平成“ど真ん中”の、2004年(平成16年)。ヒロイン・米田結(よねだ・ゆい)は、福岡・糸島で両親や祖父母と共に暮らしていた。「何事もない平和な日々こそ一番」と思って生きてきた結。しかし、地元で伝説と化した姉の存在や、謎のギャル軍団、甲子園を目指す野球青年など、個性的な面々にほん弄されていく。そんな仲間との濃密な時間の中、次第に結は気づいていく。「人生を思いきり楽しんでいいんだ」ということを――。
青春時代を謳歌した自然豊かな糸島、そして阪神・淡路大震災で被災するまでの幼少期を過ごした神戸。

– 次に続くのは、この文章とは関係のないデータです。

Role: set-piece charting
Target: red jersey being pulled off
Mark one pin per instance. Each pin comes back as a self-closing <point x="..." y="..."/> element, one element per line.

ふたつの土地での経験を通じて、食と栄養に関心を持った結は、あることをきっかけに“人のために役立つ喜び”に目覚める。そして目指したのは“栄養士”だった。
「人は食で作られる。食で未来を変えてゆく。」 はじめは、愛する家族や仲間という身近な存在のために。そして、仕事で巡りあった人たちのために。さらには、全国に住む私たちの幸せへと、その活動の範囲を広げていく。
ライター・木俣冬がおくる「続・朝ドライフ」。
今回は、第5回を紐解いていく。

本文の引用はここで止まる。